An evening without Christian Worch, Brimboria Institut (1-1/1)

Place: KW Institute for Contemporary Art

The event has been cancelled.

An Evening without Christian Worch is a performance examination of the handling of Nazi issues in the public realm. On June 26, 2012, guests will be invited to attend an event to which Christian Worch, the leading figure of the right-wing extremist Freie Kameradschaftsszene (The Free Comradeship scene) will not be invited. This will offer the attending public the rare opportunity not to grapple with the theories of right-wing extremist ideology: only when it is rendered incomprehensible can we aspire not to fight it effectively.

Statement

Evil seems to have been completely eradicated from twenty-first-century Europe. Finally freed from the ideological scourges of times past, we are now witnesses to pacific, democratic societies. The consensus is that we have learned from our destructive collective past, and that whoever does not share this consensus—or deliberately opposes it—may be either grossly uneducated or otherwise a little deranged. The motive for Anders B. Breivik’s considerable mass murders (painstakingly elucidated in a 1,000-page manifesto) can only be the unavoidable result of verifiable insanity. The "Norway Killer" is reduced to a single occurrence, pushed to the deed by reasons ascribable only to him.

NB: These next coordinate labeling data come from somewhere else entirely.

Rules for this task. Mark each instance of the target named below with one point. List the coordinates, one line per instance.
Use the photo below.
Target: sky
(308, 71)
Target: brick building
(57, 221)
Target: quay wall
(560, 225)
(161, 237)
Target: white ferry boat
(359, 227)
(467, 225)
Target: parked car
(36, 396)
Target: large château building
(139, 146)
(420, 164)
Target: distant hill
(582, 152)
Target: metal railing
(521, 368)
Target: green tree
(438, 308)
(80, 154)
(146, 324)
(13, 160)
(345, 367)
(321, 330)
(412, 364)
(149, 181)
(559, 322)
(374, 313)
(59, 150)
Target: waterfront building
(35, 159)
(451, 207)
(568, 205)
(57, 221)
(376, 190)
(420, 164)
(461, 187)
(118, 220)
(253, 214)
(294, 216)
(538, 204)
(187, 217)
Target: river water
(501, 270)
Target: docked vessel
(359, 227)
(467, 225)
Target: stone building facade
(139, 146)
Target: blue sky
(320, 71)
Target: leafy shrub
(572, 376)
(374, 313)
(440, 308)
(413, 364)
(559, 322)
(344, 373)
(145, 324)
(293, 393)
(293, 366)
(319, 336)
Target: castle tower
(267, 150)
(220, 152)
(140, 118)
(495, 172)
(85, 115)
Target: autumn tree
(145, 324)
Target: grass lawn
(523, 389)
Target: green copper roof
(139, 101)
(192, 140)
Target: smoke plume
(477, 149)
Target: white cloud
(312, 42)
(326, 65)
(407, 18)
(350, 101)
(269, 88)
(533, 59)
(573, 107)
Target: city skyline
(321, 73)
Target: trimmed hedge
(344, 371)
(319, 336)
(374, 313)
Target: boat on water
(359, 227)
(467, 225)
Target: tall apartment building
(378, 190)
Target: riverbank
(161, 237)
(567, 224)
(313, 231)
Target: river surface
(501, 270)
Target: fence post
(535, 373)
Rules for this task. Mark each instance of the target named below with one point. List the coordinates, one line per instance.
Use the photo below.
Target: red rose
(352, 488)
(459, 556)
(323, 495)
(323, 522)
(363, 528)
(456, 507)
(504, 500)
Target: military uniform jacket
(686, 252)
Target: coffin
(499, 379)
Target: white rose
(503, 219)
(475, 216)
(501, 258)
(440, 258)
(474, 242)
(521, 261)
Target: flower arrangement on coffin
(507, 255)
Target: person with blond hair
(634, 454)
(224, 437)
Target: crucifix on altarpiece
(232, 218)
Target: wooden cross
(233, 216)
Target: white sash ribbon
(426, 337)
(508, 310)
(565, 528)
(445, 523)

Nazis in Germany are regarded according to this instinctual gut-reaction as well: Nazis are either dumb, brutal, and prone to violence (those in trademark bomber-jacket garb) or dumb, politically uninformed, and blind (those three-piece-suit-wearing members of the NPD). In either case, they have no understanding for a democratic way of life. This is arguably in line with the truth, with the notable exception that a probable search for the real underlying reasons cementing this world view is replaced by a mystification of the "political diehards", who do not (or rather cannot) wish to learn from history. It may well be that they lack the necessary intellectual capability to do so. Even in the most insightful anti-fascist groups, opposition to the Nazis manifests itself in the form of mild references to "dehumanizing body of thought" or "Pied Pipers".

This oversimplification is unfair to right-wing extremist ideology and to the line of argumentation followed by the Nazis; it follows that the democratic public at large is not in the position to react and respond adequately to their arguments. That the strategy of seizing the word in public events (so favored by the Nazis) works so well is a direct consequence of our ignorance and awkwardness in dealing with ideologues. As a result, Nazis are kept far removed from the public realm and thus their fables are propagated further; we unwittingly strengthen them in their role as underdogs, making them more exclusive and more attractive to the armies of dissatisfied. Their analyses, alas, display striking similarities to some bourgeois sensibilities. Please let us reveal the why openly.

Based in Leipzig, BRIMBORIA Institute is a project initiated by a group of theorists, activists, and artists committed to the exploration, promotion, and dissemination of subversive forms of protest, theory, and practice (www.brimboria.net).